Quote:
Originally Posted by maryjsgirl
Actually if you are charging per serving then the cakes would cost the same regardless of which serving sizes you use. 100 serving for $3.00 will always be $300 whether it's being made with two tiers or three.
While that is technically true... 100 servings will always cost $300 at $3 per serving, the point is, if you use Earlene's guide, you are making a LOT more cake! I'd rather make $300 on a three tiered cake, then on a six tiered cake, if you get my meaning.

With Earlene's guide you are putting out more for ingredients and your effort. Not to say it shouldn't be used, I was simply stating that Wilton's will make you more money. I always tell the brides the amount of servings by Wilton, and charge them for that amount, then I tell them if they'd like to serve larger servings they should consider ordering extra cake.
Quote:
Originally Posted by mypastrychef
We have served tiered cakes at our parties and the serving sizes are perfect. If someone wants seconds they will come back.

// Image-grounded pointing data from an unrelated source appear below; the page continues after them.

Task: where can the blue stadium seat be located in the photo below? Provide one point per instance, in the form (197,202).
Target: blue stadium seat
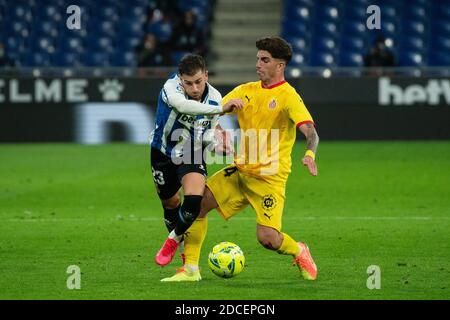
(37,59)
(414,28)
(123,59)
(162,30)
(441,28)
(439,59)
(352,43)
(351,59)
(411,59)
(298,13)
(354,28)
(96,59)
(441,44)
(67,59)
(73,44)
(102,44)
(128,43)
(415,12)
(414,43)
(296,28)
(356,13)
(177,55)
(298,44)
(299,60)
(45,29)
(327,29)
(130,28)
(325,44)
(323,59)
(328,13)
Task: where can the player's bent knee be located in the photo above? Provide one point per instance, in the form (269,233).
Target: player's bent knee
(269,238)
(171,203)
(208,203)
(191,207)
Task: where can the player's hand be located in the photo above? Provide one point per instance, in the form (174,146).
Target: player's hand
(233,104)
(309,162)
(224,145)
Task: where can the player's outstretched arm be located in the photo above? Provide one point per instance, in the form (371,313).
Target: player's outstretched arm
(233,104)
(312,141)
(224,144)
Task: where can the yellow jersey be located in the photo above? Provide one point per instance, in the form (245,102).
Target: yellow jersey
(268,125)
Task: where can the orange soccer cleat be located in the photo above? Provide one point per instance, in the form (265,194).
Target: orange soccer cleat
(168,250)
(306,263)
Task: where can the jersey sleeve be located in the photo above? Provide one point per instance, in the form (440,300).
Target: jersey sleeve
(173,95)
(297,110)
(236,93)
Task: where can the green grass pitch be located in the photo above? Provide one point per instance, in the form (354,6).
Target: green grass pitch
(373,203)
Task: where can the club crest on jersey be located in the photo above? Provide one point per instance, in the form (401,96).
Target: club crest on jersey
(192,122)
(269,202)
(273,104)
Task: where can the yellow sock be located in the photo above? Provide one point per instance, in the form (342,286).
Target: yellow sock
(194,239)
(288,246)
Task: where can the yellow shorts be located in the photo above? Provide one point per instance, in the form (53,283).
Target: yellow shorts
(234,191)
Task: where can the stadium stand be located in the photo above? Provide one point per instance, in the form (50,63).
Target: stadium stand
(323,33)
(329,33)
(34,32)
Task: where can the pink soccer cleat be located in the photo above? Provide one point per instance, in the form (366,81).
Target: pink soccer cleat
(306,263)
(166,253)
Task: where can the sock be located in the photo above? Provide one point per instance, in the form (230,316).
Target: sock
(174,236)
(171,217)
(188,213)
(193,241)
(288,246)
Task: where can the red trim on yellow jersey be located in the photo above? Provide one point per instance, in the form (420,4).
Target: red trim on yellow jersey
(303,122)
(274,85)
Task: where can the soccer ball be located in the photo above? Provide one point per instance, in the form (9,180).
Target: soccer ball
(226,260)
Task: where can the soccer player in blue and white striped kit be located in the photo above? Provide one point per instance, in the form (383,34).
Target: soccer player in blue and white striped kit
(188,106)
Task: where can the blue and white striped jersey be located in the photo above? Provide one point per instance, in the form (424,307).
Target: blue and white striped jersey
(180,122)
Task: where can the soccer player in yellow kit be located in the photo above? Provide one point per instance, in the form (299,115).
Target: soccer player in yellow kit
(272,111)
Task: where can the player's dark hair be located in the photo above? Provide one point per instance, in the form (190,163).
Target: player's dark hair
(190,64)
(276,46)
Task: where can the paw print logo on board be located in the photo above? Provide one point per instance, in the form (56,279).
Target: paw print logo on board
(111,90)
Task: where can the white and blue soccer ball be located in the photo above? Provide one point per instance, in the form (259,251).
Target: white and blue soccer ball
(226,259)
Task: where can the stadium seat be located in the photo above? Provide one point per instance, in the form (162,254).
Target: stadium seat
(408,43)
(177,55)
(410,59)
(296,28)
(69,59)
(353,43)
(328,13)
(162,30)
(123,59)
(298,60)
(325,44)
(351,59)
(93,59)
(439,59)
(323,60)
(327,29)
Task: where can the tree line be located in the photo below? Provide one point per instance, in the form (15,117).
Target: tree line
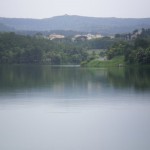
(18,49)
(135,51)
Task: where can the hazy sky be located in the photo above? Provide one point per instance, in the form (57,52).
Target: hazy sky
(95,8)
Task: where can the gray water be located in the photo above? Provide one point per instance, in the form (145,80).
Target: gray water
(73,108)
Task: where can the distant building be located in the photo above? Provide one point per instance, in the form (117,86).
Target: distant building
(86,37)
(55,36)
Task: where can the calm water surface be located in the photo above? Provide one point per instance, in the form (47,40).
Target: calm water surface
(73,108)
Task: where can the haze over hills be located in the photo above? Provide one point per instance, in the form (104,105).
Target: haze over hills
(103,26)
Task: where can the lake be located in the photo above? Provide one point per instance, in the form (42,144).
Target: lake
(72,108)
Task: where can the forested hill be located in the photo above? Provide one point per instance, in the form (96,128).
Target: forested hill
(78,23)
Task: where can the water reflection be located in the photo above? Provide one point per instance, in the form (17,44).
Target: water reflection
(73,83)
(112,113)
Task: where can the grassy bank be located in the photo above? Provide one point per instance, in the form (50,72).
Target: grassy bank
(117,61)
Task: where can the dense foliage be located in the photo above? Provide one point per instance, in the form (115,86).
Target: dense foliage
(25,49)
(135,51)
(33,49)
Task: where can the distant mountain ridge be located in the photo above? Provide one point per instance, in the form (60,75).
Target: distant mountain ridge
(78,23)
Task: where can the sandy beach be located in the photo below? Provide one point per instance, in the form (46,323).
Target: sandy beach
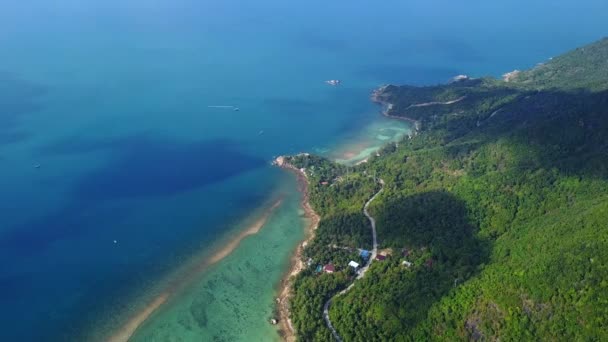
(287,331)
(188,275)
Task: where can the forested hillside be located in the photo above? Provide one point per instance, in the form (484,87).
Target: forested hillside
(499,202)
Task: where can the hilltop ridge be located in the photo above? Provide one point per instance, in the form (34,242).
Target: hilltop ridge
(492,218)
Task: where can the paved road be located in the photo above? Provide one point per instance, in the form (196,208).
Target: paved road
(362,271)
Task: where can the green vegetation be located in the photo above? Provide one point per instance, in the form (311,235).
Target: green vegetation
(501,201)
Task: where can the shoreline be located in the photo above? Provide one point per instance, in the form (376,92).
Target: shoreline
(286,330)
(127,330)
(376,97)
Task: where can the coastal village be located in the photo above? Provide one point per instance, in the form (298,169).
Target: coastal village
(350,261)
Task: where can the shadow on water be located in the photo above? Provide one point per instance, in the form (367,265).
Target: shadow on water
(404,74)
(139,167)
(17,98)
(435,229)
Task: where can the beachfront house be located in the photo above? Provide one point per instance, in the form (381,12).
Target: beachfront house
(329,268)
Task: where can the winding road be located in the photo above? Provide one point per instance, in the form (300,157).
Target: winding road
(362,271)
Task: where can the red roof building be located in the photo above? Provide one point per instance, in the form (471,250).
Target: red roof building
(329,268)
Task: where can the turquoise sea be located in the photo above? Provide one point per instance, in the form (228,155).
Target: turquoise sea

Although I totally understand what you are saying, if you order 300 servings because you are expecting approximately that many guests, but 100 people take seconds because the pieces are small... well you get where I'm going with that! Where the difference really comes into play is what else they are serving. One of my first questions when determining how much cake they need is, "What else are you serving?" If it's a huge meal, then the little slices really are perfect. If it's just appetizers or something like that, the cake needs to be a little bigger because people are going to eat more. And, honestly, it depends on the family. While the more modest slices are great for some people, there are others that will never be satisfied with a 1" by 2" slice of cake. To them that's just a tease!